生産性に妥協せず、より幸せな働き方が期待できるなら、週の労働時間を短縮しない理由はあまり見当たりません。記事の後半で紹介する、マレーシアを拠点とする企業Piktochartの40人以上の従業員の意見も参考になるでしょう。
しかしまずは慎重にいきましょう。うまい話には裏があるかもしれないからです。
週4日勤務がうまくいく企業もあるかもしれませんが、すべての会社の悩みを解決するわけではありません。週4日勤務を導入する前に、知っておくべきことをご紹介します。
週4日勤務が週32時間勤務とは限らない
週4勤務において、従業員にとって一番うれしいのは、週5勤務と同じ給料で短い時間働くことです。
その場合、一日8時間勤務が標準だとすると、給与にも生産性にも妥協せず、1週間のうち32時間働くことになります。
しかし必ずしもそうとは限りません。週4日勤務の解釈の仕方も導入の方法も、ひとつではないのです。
時間を減らすのではなく、40時間の労働を4日に振り分けて圧縮し、1日10時間働く提案をする企業もあるかもしれません。ファーストリテイリングではユニクロの一部従業員に向けて導入されています。
Stanley BlackやLos Angeles Timesなどにとって週4日勤務はコスト削減の手段です。この2社は短時間勤務を導入することで、3カ月間で20%の給与削減に成功しました。

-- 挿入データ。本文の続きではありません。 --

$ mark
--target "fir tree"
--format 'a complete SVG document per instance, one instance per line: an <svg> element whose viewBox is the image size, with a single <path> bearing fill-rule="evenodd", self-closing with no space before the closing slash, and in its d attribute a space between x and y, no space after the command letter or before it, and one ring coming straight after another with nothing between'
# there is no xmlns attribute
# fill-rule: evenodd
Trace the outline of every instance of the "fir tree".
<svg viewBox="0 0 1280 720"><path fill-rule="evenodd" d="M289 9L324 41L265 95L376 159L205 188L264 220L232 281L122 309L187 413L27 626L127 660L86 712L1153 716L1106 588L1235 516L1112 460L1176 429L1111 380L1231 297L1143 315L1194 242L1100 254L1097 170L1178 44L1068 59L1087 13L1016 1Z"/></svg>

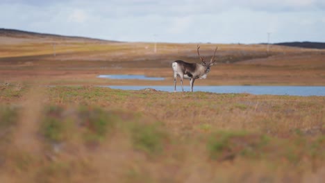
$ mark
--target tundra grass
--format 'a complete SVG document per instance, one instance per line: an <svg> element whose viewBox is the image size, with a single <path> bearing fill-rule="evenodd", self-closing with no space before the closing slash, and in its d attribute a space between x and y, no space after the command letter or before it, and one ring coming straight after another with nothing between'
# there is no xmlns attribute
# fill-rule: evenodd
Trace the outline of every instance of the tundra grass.
<svg viewBox="0 0 325 183"><path fill-rule="evenodd" d="M317 182L325 175L324 96L19 83L0 92L1 182ZM15 143L15 129L28 120L22 115L37 116L29 124L38 130L24 136L35 148Z"/></svg>

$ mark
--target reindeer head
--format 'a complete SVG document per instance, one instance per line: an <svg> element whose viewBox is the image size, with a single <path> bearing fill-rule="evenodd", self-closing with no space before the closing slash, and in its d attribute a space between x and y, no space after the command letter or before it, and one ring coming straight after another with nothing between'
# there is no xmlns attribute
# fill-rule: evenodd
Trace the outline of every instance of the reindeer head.
<svg viewBox="0 0 325 183"><path fill-rule="evenodd" d="M200 52L199 51L199 49L200 49L200 46L198 44L197 45L197 54L200 57L201 64L203 65L204 67L204 68L206 68L206 73L208 73L210 71L210 67L215 64L215 60L214 60L214 58L215 58L215 52L217 51L217 49L218 49L218 46L216 46L216 48L215 49L215 53L213 54L213 56L211 58L211 60L210 60L209 63L207 63L206 62L206 60L204 60L204 59L202 57L201 57Z"/></svg>

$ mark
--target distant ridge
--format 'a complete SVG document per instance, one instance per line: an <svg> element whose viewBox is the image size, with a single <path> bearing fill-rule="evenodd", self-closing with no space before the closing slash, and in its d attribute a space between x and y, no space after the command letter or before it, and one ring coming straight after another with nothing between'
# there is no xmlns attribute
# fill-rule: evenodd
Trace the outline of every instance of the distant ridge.
<svg viewBox="0 0 325 183"><path fill-rule="evenodd" d="M90 38L80 36L66 36L61 35L48 34L48 33L39 33L35 32L30 32L26 31L20 31L16 29L7 29L0 28L0 36L12 37L17 38L53 38L59 40L88 40L88 41L98 41L98 42L117 42L116 41L109 41L101 39Z"/></svg>
<svg viewBox="0 0 325 183"><path fill-rule="evenodd" d="M301 47L307 49L325 49L325 42L281 42L273 44L274 45Z"/></svg>

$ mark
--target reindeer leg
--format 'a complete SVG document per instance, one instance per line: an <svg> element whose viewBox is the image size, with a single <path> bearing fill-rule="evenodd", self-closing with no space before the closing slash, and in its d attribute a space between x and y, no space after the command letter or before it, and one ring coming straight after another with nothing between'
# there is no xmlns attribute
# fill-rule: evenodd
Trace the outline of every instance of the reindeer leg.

そういったこともあるので、勤務先で週4日勤務のテスト導入をすることになったら、ぬか喜びする前に内容を確認しましょう。
日数が減れば仕事を片付ける時間も減る
企業が求める成果によっては週4日勤務が適さないこともあるでしょう。
その場合、1日減らすことで業務を完了して成果をあげるための時間が減り、ストレスを悪化させてしまう可能性もあります。
イギリスでは、3分の2もの従業員が、週に6.3時間の超過勤務をしていると言われています。定められた週の標準労働時間が、生産性に対しての企業の期待値に必ずしも一致していないことを示しています。

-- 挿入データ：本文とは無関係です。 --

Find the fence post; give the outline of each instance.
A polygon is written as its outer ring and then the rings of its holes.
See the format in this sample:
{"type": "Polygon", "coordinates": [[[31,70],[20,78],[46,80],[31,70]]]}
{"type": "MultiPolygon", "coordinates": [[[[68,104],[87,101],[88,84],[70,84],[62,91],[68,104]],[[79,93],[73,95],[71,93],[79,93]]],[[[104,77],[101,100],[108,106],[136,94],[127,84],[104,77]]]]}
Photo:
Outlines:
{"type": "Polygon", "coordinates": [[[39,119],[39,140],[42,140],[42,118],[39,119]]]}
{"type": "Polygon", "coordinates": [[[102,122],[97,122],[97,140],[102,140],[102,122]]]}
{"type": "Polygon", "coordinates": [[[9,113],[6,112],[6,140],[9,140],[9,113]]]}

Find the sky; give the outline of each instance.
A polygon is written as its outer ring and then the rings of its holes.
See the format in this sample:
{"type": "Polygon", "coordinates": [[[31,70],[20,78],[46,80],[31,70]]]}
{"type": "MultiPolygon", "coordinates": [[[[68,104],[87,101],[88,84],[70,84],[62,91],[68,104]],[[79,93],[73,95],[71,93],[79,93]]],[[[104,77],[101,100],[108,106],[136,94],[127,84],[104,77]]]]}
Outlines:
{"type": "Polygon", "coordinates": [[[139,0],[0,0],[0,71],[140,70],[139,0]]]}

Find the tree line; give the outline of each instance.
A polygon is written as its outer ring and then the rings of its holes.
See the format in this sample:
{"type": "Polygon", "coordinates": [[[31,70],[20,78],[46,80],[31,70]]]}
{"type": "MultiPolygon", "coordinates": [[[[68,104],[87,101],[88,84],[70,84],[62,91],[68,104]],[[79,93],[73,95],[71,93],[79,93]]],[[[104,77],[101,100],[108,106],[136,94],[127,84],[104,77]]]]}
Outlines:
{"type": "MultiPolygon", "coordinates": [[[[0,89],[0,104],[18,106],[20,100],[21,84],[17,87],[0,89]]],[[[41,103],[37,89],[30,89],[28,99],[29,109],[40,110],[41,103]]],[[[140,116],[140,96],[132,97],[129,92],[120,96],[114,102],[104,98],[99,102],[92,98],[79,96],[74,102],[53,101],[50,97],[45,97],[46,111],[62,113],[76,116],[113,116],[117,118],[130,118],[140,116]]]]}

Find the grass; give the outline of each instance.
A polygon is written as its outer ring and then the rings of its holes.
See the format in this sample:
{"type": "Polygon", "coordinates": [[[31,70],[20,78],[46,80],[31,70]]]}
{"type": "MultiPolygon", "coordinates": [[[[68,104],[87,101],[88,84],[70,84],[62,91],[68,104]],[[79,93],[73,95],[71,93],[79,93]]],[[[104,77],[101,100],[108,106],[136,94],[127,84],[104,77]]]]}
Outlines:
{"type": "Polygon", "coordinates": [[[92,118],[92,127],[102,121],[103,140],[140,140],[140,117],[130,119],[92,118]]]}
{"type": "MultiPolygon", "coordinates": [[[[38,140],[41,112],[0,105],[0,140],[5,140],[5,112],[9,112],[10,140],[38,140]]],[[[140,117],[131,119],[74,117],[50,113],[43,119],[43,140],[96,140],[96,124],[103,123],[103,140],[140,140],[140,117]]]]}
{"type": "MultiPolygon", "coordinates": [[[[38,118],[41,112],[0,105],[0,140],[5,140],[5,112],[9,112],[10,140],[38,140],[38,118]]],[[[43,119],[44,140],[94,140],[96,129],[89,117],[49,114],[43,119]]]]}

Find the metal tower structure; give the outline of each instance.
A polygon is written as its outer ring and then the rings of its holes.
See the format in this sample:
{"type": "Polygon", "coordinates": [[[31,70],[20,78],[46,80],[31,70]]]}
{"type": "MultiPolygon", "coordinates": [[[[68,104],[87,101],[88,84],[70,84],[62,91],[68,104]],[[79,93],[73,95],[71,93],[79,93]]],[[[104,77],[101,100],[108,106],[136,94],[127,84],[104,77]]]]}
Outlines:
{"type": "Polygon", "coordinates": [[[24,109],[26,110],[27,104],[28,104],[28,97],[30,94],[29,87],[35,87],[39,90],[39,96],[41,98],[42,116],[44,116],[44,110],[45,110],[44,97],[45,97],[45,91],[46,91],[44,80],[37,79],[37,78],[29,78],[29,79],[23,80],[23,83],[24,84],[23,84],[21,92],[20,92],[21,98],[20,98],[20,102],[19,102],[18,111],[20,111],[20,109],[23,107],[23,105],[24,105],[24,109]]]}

週末が長くなっても、従業員は時間が短くストレスフルな稼働日を、全力でこなすことになるかもしれません。
週末に1日追加するために日中に長時間働くことも、時間が経つにつれて生産性が低下するため、最適とは言えません。
「私たちの心は輪ゴムのようなのです」と、Supritaは説明します。「ひっぱるとある程度まで伸びますが、それを超えるとちぎれてしまいます」
人々は24時間周期に従うため、長時間働くことで必ずしもより多くの仕事ができるわけではありません。
マットレスのレビューサイトを運営するSlumber Yardでは、1日10時間勤務をテスト導入した結果、生産性が悪化してしまいました。早い時間に出勤するために出社後の1時間を目を覚ます時間に使い、最後の2時間はネットサーフィンと、時間の重なる夕食に費やしていたのです。
効率を求めすぎる代償
週の労働日の削減を支持する意見の一つに、効率が挙げられます。
ほとんどの時間、従業員は退勤までの時間をつぶすため、仕事をしているふりをしていると仮定します。その場合、時間を減らし週32時間にすれば、従業員は与えられた時間内で仕事をこなすことに集中できます。

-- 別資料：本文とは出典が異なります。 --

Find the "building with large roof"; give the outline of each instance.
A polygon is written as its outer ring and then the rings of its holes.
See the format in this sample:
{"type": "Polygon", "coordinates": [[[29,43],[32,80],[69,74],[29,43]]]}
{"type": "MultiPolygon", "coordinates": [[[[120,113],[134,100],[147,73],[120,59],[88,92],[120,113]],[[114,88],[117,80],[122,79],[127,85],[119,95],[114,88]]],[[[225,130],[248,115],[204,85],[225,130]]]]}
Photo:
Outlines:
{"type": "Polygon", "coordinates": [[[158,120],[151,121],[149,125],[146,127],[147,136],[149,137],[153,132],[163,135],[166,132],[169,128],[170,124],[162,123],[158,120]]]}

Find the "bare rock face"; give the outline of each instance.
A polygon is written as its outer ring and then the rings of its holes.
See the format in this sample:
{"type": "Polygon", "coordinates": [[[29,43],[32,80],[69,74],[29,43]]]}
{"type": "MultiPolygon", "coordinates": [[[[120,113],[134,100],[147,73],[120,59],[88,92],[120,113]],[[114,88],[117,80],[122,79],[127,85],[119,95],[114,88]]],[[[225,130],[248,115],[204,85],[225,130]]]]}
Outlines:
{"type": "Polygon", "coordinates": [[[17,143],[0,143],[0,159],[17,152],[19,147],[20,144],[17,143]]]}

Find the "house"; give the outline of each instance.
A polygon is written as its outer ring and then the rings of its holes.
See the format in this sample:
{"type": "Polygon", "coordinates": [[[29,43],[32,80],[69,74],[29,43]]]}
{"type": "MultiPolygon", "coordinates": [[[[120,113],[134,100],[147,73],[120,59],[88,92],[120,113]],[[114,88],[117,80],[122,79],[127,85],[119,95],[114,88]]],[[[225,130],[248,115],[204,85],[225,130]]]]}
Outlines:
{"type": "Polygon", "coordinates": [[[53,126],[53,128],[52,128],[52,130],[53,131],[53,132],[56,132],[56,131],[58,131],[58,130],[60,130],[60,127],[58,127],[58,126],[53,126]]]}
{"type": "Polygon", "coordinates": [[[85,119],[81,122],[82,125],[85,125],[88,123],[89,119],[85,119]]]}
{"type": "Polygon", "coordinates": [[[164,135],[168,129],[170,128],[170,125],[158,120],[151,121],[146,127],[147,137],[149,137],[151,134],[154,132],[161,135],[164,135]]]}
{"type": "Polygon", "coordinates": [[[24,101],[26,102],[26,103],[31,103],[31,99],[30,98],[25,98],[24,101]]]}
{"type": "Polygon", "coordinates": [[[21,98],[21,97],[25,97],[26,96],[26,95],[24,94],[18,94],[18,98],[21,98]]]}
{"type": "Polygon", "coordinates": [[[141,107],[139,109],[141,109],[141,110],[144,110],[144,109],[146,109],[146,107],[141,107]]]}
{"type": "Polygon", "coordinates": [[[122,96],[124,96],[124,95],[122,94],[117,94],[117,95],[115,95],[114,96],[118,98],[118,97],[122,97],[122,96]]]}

SNSに費やす時間や、メールで済むようなミーティングを減らすことになるのです。
確かに理論上は効率を高めることができるかもしれませんが、何が犠牲になるのか考える必要があります。
ニュージーランドでの週4日勤務の事例では、休憩時間が短くなり、ダラダラと雑談する時間が減り、業務をやり遂げるために時間を費やすことがわかりました。
これは企業の成果にとってはいいニュースですが、企業文化においてはそうは言えません。効率を重視しすぎると、失われてしまうものもあるのです。企業全体としての成功に必要不可欠な、従業員同士のつながりを生み、関係性を築くための機会が減ってしまいます。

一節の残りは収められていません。